The first thing we had to do as we started watching the BenQ W750 strut its stuff was double check that we’d actually got its price right. Surely a projector costing under £440 couldn’t possibly produce picture this satisfying, could it?
There are two main reasons for our incredulity that the W750’s pictures could be coming from such a cheap projector. First, its black level response is miles better than that of any similarly affordable projector we’ve seen before, enabling it to render dark scenes with far less of the typical low-contrast grey mist than we’d have expected to see for so little money.
As well as instantly making dark scenes look more believable and immersive, not having to watch them through greyness also helps you see more of the key shadow detail information that gives dark scenes depth.
To be clear on this last point, the darkest corners do still look hollower and more black hole-like than they would on a decent £800 or more projector. But overall black levels are comfortably good enough to make the W750’s pictures look genuinely cinematic – and there’s no overstating how impressive this is at the sub-£500 market level, where projectors are almost always built with business presentations (which need high brightness levels) to the fore rather than contrast.
We’re certainly not suggesting with this comment, though, that the BenQ W750’s pictures aren’t also bright. In fact, they’re very bright – so much so that you can reasonably comfortably watch bright sources even if there’s a fair amount of ambient light in the room. This is great news given the relatively casual home cinema environments the W750 may be required to operate in at times.
That the W750 can deliver decent black colours while still looking punchy and bright is further testament to the home cinema focus of its optical system and also, it turns out, BenQ’s SmartEco lamp setting. Toggling between this mode and the Eco and Normal lamp setting alternatives reveals that the Smart Eco setting really does do a strikingly good job of regulating the balance between the light and dark parts of the image. And it does this, moreover, without making the picture look unstable.

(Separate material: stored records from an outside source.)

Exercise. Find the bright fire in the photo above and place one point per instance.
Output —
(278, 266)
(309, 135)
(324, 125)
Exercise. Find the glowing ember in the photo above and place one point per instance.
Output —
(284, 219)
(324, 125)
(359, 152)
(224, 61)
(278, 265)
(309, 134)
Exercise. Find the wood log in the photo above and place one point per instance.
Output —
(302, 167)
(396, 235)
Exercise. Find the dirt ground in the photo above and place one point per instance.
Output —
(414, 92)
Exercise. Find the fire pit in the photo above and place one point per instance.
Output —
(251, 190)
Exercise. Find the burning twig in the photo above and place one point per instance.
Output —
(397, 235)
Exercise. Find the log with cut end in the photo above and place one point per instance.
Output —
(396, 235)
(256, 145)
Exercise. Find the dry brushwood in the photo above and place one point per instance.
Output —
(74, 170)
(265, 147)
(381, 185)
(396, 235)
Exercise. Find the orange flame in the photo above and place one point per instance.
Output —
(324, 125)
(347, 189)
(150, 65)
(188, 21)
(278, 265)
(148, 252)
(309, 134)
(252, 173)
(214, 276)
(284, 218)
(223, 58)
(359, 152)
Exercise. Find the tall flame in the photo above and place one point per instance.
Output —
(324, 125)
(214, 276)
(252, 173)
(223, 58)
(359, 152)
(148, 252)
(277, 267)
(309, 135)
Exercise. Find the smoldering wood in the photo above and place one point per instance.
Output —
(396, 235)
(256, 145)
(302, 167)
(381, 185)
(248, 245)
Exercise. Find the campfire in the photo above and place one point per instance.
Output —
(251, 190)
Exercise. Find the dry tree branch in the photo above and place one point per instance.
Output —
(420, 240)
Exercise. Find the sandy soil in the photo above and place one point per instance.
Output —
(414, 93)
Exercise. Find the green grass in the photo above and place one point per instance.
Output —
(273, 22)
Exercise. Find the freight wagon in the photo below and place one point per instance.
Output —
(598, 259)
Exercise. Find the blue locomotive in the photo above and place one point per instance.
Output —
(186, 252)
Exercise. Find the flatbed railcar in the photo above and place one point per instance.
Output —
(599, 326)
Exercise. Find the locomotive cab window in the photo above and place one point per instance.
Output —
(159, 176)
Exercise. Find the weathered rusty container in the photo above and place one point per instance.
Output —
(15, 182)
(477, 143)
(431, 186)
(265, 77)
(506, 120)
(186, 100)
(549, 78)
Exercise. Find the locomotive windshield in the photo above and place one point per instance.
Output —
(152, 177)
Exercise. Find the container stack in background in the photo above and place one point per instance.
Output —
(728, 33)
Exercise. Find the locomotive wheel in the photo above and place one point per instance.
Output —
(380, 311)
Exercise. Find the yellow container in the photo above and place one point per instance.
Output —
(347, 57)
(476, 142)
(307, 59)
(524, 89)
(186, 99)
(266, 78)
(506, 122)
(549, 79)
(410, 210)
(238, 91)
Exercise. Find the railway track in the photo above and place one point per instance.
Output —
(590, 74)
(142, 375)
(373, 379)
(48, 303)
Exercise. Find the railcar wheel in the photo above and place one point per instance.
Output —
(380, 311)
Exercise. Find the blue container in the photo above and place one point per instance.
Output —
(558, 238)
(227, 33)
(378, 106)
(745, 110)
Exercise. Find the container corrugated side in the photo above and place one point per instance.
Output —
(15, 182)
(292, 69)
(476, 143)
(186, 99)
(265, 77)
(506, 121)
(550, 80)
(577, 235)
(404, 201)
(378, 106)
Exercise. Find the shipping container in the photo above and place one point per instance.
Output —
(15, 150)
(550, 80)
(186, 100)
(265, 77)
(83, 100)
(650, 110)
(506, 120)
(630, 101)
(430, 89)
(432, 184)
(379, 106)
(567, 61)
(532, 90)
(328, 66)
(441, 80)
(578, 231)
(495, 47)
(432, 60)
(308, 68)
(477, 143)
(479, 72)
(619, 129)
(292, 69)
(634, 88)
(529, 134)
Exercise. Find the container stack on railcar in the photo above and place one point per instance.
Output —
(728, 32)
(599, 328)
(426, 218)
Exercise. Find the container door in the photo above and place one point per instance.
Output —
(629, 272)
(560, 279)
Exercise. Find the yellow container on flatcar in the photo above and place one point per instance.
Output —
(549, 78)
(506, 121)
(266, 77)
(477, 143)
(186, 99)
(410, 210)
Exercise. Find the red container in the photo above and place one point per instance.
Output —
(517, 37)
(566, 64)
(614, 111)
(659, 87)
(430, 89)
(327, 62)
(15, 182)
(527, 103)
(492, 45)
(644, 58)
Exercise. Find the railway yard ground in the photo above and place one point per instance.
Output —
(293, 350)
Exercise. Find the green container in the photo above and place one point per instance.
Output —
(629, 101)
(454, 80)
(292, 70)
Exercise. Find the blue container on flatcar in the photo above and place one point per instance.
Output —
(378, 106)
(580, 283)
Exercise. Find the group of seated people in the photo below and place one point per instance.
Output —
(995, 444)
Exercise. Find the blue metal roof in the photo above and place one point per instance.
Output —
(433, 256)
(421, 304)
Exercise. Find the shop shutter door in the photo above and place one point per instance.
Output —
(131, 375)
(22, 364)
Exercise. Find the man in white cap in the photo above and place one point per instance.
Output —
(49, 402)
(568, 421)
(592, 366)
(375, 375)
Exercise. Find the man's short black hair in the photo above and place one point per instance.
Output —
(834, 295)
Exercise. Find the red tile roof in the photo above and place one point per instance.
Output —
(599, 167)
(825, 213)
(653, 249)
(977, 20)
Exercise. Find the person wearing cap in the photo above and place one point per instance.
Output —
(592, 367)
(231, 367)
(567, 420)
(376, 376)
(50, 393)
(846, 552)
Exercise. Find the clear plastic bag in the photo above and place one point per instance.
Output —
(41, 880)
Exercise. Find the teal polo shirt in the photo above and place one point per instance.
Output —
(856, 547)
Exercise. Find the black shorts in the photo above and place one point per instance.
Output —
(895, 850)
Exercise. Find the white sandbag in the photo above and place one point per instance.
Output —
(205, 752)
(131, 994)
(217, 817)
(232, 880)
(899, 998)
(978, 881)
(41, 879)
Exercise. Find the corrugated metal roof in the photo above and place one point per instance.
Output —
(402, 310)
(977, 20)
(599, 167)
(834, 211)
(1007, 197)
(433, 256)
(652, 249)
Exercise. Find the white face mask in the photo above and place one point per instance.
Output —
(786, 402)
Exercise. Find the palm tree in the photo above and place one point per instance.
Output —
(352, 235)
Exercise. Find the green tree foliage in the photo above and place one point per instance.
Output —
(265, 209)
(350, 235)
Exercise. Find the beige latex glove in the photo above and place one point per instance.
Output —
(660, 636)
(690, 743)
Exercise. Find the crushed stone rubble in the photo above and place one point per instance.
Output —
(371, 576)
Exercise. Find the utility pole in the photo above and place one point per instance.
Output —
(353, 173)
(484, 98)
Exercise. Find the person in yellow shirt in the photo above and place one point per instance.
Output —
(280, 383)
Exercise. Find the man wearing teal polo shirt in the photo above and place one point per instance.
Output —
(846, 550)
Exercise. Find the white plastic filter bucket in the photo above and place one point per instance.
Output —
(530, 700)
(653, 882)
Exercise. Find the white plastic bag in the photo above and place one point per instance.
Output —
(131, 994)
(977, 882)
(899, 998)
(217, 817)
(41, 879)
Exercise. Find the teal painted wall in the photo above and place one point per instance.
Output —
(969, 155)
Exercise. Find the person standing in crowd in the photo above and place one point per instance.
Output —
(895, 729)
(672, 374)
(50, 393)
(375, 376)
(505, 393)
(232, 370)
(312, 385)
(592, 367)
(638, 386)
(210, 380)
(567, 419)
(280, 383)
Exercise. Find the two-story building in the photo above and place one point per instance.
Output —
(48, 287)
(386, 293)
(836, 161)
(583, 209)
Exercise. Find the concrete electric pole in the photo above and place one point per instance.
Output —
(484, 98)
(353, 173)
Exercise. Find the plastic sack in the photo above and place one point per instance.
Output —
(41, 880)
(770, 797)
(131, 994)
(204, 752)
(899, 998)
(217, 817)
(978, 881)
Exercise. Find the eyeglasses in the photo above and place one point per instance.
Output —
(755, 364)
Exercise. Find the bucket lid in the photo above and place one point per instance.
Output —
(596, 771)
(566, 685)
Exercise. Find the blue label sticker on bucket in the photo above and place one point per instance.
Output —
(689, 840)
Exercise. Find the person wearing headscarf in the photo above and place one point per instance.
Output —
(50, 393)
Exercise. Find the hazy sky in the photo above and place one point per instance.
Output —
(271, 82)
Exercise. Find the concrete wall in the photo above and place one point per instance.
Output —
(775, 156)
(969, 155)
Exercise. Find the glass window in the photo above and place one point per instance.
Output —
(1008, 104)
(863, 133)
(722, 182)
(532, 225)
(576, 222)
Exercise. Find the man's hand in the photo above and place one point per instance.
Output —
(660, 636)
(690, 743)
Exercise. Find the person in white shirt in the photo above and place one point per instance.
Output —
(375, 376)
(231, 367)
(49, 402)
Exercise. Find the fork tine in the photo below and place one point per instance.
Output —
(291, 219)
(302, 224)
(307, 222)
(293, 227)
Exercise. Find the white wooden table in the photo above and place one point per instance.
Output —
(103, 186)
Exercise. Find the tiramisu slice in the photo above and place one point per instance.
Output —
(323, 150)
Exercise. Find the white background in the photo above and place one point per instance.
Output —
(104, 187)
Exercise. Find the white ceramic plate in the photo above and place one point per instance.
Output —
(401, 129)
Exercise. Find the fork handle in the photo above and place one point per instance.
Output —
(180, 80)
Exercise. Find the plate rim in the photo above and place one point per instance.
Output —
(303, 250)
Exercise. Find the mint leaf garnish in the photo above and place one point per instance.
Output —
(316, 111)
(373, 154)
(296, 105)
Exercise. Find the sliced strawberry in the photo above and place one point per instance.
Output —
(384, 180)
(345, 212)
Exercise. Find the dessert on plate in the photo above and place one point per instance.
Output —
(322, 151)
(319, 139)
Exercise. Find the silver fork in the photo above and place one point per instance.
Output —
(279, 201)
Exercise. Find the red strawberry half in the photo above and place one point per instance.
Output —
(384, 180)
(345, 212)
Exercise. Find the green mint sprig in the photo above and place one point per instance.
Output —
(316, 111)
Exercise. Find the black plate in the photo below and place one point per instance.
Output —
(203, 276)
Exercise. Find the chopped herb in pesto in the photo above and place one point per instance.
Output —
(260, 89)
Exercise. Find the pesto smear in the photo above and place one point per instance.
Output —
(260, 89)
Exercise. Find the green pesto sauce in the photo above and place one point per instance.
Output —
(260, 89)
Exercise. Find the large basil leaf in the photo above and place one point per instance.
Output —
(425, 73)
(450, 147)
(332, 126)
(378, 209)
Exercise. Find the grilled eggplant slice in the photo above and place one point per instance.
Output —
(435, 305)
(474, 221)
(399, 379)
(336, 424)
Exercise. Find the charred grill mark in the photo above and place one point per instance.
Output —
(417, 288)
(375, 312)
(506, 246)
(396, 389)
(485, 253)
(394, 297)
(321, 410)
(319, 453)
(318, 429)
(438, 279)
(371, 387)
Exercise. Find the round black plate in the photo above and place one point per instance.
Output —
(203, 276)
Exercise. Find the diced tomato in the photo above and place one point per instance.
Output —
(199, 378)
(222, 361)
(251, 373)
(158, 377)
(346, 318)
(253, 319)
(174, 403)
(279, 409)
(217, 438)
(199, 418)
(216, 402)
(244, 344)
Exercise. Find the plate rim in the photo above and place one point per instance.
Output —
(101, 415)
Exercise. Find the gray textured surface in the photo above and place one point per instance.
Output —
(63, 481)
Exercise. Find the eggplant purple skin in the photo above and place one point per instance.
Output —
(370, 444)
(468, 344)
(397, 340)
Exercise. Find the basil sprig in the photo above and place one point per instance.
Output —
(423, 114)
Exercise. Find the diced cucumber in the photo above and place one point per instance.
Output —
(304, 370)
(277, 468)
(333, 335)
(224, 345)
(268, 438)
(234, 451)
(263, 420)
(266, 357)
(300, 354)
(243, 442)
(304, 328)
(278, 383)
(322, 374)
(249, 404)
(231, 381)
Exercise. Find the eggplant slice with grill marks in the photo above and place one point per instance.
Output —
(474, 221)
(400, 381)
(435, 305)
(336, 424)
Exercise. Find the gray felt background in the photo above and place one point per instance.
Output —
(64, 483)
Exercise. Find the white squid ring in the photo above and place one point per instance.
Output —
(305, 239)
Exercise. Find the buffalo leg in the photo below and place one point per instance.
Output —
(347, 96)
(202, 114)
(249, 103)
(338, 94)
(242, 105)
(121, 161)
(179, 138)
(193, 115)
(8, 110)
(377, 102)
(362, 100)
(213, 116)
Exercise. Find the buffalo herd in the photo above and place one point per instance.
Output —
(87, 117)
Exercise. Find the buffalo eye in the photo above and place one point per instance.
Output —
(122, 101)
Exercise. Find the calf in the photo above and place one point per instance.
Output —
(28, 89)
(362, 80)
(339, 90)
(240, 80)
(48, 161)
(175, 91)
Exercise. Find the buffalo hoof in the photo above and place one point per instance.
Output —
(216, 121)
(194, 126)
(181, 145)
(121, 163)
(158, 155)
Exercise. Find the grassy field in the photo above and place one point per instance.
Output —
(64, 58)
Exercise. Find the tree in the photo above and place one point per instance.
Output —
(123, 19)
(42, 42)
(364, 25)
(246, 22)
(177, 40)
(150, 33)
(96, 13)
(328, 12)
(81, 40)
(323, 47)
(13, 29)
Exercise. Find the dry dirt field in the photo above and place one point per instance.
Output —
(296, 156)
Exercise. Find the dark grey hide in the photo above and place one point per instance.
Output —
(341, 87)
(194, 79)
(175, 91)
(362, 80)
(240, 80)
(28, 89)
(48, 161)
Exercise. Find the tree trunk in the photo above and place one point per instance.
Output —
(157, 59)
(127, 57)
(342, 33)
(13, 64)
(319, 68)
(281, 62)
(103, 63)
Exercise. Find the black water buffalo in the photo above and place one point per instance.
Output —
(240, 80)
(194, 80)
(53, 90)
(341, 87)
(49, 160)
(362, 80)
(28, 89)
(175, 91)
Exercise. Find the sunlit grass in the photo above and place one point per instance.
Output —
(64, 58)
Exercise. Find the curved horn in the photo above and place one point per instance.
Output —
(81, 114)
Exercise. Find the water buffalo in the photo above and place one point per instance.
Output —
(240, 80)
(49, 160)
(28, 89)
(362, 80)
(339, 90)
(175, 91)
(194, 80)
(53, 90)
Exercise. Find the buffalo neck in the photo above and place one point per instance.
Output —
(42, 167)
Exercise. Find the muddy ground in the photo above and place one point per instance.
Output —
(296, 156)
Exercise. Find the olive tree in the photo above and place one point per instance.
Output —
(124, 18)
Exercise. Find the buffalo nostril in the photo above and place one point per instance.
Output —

The other main reason we’re so enamoured of the W750’s pictures for its money (yes, all the stuff mentioned before was still connected to the first reason!) is its colour handling. For unlike most super-cheap projectors, which are designed and calibrated with the colour requirements of the business/education presentations market in mind, the W750 delivers a colour palette that’s startlingly believable with video sources right out of the box. And it can be made even more ‘accurate’ (by removing a slight yellow bias) with only a fairly short amount of time spent in the provided colour management tools.
The mostly natural tones are accompanied by good levels of vibrancy and saturation too, and you don’t even have to worry much about the banding and blocking problems with colour blends usually in evidence with budget projectors.
Still want more good news? Then how about the fact that the BenQ W750 even manages to handle motion very credibly, suffering only slightly with judder while also largely avoiding the fizzing noise over moving skin tones that’s a fairly standard feature of budget DLP projection.
For all its brilliance relative to other models at its price point, the W750 inevitably isn’t completely immune to its price. The main point against it is that its HD pictures don’t look particularly crisp and detailed. They’re still definitely HD looking, but toggling between the same footage on the W750 and a reasonably priced full HD projector reveals the BenQ to look noticeably softer.
There’s sometimes a slightly noisy look to parts of the picture, and occasionally we noticed signs of the so-called ‘rainbow effect’, where you can see almost subliminal RGB striping over stand-out bright parts of the picture – especially if you’re moving your eyes over the image.
However, we should stress that actually the BenQ W750 doesn’t suffer very aggressively with either issue. Certainly we’ve seen DLP projectors costing twice as much or more exhibiting far more evidence of both problems.
One final problem concerns the keystone correction you’ll likely need to use. For while the image’s generally slightly soft feel means you’re not particularly aware of any major processing unpleasantness caused by engaging keystone correction, you can at times be distracted by the way your image’s perpendicular edges appear within a wider frame of light where the edges aren't perpendicular.
But again, the native contrast of the W750 is decent enough that the light disparity between the keystone corrected image and the native light output from the projector isn’t often very noticeable. And if you’re using a screen with a black frame rather than just projecting onto a wall, you should be able to position the keystone-corrected image so that it fills your screen completely and pushes the irregular outer halo off the screen.